Crews last month completed the removal of approximately 20,363 gallons of diesel fuel from the SEACOR Power using the hot tapping method, which involved drilling into the fuel tanks, making a hose connection, and transferring the fuel to portable tanks.
Remaining on board is approximately 4,500 gallons of hydraulic fluid in tanks that are inaccessible but not comprised, so therefore it will remain on board until after the vessel is raised.
The Coast Guard reported Friday that a salvage crane was working to remove debris from the site while divers were prepping lift boat to be raised.
The SEACOR Power capsized during a severe squall shortly after departing Port Fourchon, Louisiana on April 13 with 19 people on board.
Six crew members were recovered safely following the accident. Seven people currently remain missing.
The accident remains under investigation by the National Transportation Safety Board (NTSB) and Coast Guard, however a preliminary report published in May by the NTSB revealed the SEACOR Power’s crew decided to lower the vessel’s legs to the seafloor to ride out a squall.
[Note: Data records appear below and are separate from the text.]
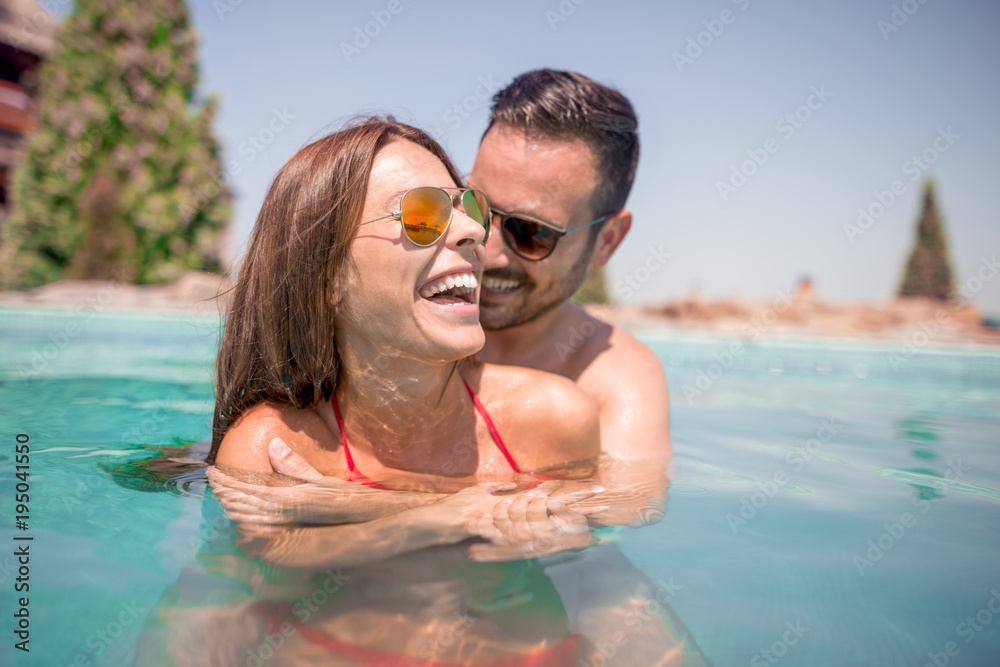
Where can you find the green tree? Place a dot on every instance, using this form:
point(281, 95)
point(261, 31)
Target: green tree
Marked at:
point(593, 289)
point(123, 177)
point(928, 271)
The vessel capsized as the helmsmen was attempting to turn the Seacor Power into the wind as the legs began to descend.
The lift boat is owned and operated Houston-based SEACOR Marine and was chartered to Talos Energy at the time of the accident.
The SEACOR Eagle, another SEACOR Marine-operated lift boat, is being utilized for the salvage operation.
There remains a Coast Guard safety zone covering a one nautical mile radius around the incident site in effect until June 15. A timeline for the refloating operation has not been provided.